By now, everyone who has seen or heard of the widely circulated video that made House Speaker Nancy Pelosi (D-Calif.) seem intoxicated knows that it is fake. YouTube took down uploads of the video, a call which seemed like a no-brainer to most.
Facebook has yet to follow suit, according to the Washington Post. Acknowledging the video as “false,” this generation’s Standard Oil said the video would remain on the platform.
With more than 2.5 million views for the video by Friday, vice president for product policy and counterterrorism Monika Bickert said the company “dramatically” reduced the video’s distribution without removing it.
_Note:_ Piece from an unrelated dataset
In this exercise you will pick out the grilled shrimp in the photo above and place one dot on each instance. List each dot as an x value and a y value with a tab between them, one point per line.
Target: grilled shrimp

“We think it’s important for people to make their own informed choice for what to believe,” she said during an interview with CNN’s Anderson Cooper. “Our job is to make sure we are getting them accurate information,” she added.
Cooper, whose black-framed spectacles accentuated a mild disgust, wasn’t having it.
“You’re making money by being in the news business,” he said. “If you can’t do it well, shouldn’t you just get out of the news business?”
We aren’t in the news business. We’re in the social media business,” Bickert replied.
“The reason you’re sharing news is because you make money from it.,” Cooper replied. “But if you’re in the news business, which you are, then you have to do it right. And this is false information you are spreading.”
Bickert told Cooper the video is now tagged with fact-checker icons beneath the post, though icons often get lost in the shuffle or misinterpreted as related content or advertisements that users easily overlook, which is something you’d think the world’s most powerful media outlet would know.
Saturday morning, Facebook’s bandaid had done little. According to screenshots from the Post, one user wondered “Why is she not arrested for being drunk while conducting federal business as a federal employee!” and an expanded link for the video, which has more than 48,000 shares, showed no fact-checker warnings.